When rice is done, add:
1/2 c. Chopped Cilantro
1 T. Lime Juice
1 C. Green Enchilada Sauce
For Sweet Rice, add 1-2 Tbsp. of sugar at this point.
CREAMY TOMATILLO DRESSING
1 Buttermilk Ranch Dressing Packet (Hidden Valley Ranch Brand Recommended)
1/2 C. Buttermilk
1/2 C. Sour Cream
1 C. Mayonnaise
2 Tomatillos
1/2 Bunch Cilantro
1-3 Cloves Garlic
1 Lime, juice of
1 Jalapeno
Husk the tomatillos and slice them. Take out the ribs and seeds of the Jalapeno and slice. (Be careful! I always forget to really wash my hands well after slicing jalapenos and then I touch my eyes or something and WOW, that hurts.). Cut up the cilantro into small pieces.
Put all ingredients, except cilantro, in a blender or food processor and blend until well mixed. Add the cilantro to blender and give it a little burst of power.
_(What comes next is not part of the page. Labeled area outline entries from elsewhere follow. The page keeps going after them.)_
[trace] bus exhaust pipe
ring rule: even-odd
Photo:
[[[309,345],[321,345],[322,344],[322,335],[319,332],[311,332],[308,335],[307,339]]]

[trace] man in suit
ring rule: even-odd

Just enough to mix in the cilantro and still leave little flecks of green in the dressing.
Serve on Tortillas with a little melted cheese, black or pinto beans, chopped lettuce, sour cream, gucamole and thin fried tortilla strips.
I often will heat up small Tortillas, heap on some rice, then beans and then meat. I drizzle a small line of Salad Dressing down the middle and then fold like a burrito. Delicious!